Levine Cava called for the audit in August after the discovery that Commissioner Roberto Gonzalez had been overpaid about $34,000 through a payroll mistake that went unnoticed for eight months until the Miami Herald asked about it.

That inquiry prompted county staff to realize five other commissioners had been under-paid about $8,000 over five months, too. Gonzalez paid back the money, saying he hadn’t notice a paycheck error that started almost immediately after he was appointed to the District 11 seat in late 2022.

Gonzalez asked for an independent audit after the mistake was revealed, and Juan Fernandez-Barquin, Miami-Dade’s clerk of the court, said he would hire an outside firm to conduct one. That report is still pending.

READ MORE: Miami-Dade’s clerk launching an audit on county paycheck errors. (He had one, too.)

Auditors under Levine Cava examined the payroll system run by her Human Resources Department, which got a new director two weeks after the commission compensation errors became known. The high-profile paycheck mistakes highlighted broader frustration with INFORMS, including regular over-payments that administrators blamed on the transition to a new system.

The Nov. 9 audit report was released this week by Levine Cava’s office after a Nov. 14 request by the Herald. Among its findings:

There are 95 employees with the INFORMS access needed to adjust employee paychecks, but the system doesn’t track which of them made changes. That makes it difficult to trace why errors were made.

Spotty use of required authorization forms allow some paycheck changes to happen without proper approvals. Auditors pointed to one procurement employee given a $15,196 one-time compensation boost for tuition reimbursement “with no supporting documentation.” The report said Human Resources obtained the required documentation after auditors asked for it, and then discovered a mathematical error on the reimbursement.

In September, more than 4,000 of the county’s roughly 30,000 employees owed Miami-Dade money from $4.5 million in over-payments on past checks. The outstanding amount on Sept. 3 was $3.2 million, after $1.3 million in repayments.

The report doesn’t identify causes of all the over-payments but said a prior analysis and recent spot check found most were related to employees making adjustments to the prior pay period. That can happen when an employee ends up working different hours than they estimated when filing a timecard before a pay period ends.

Union rules cap repayments at $50 a pay period, meaning it will take years for Miami-Dade to recoup some over-payments.

The report cites one Transportation and Public Works employee who retroactively canceled six months of paid vacation time taken years earlier. The worker then owed the county $26,000 in back vacation pay, to be refunded at $50 every 14 days. Auditors noted the repayment will take 521 paychecks, “or the equivalent of 20 years to collect.” A Police Department employee owes nearly $39,000, which auditors said will take approximately 30 years to repay.

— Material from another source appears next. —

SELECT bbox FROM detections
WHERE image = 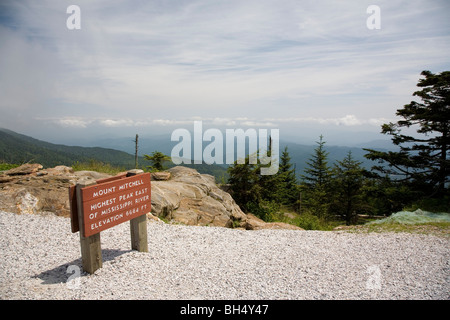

Roughly 270 employees owing about $165,000 no longer work for Miami-Dade but the county wasn’t pursuing the debts when auditors inquired. “We did not see evidence of HR or the Finance Department actively recovering these balances,” the report said.

Human Resources struggled to analyze some compensation data from INFORMS “because the payroll register report is only available as a PDF document, which makes it difficult to ... perform comparative tests over multiple payroll cycles.”

Miami-Dade hasn’t been updating some parts of the INFORMS system. A personnel system that launched in June 2022 has had 14 software updates available since then, but Miami-Dade declined to use most of them, saying efforts were focused on “system stabilization” instead.

Also in the report, auditors recommended Miami-Dade reduce the number of employees authorized to make payroll changes, find ways to update INFORMS software regularly, and negotiate with unions to lift the ceiling on reimbursement payments from employees.

This story was updated Thursday, November 29, 2023, to reflect the contents of a memo from the head of Human Resources.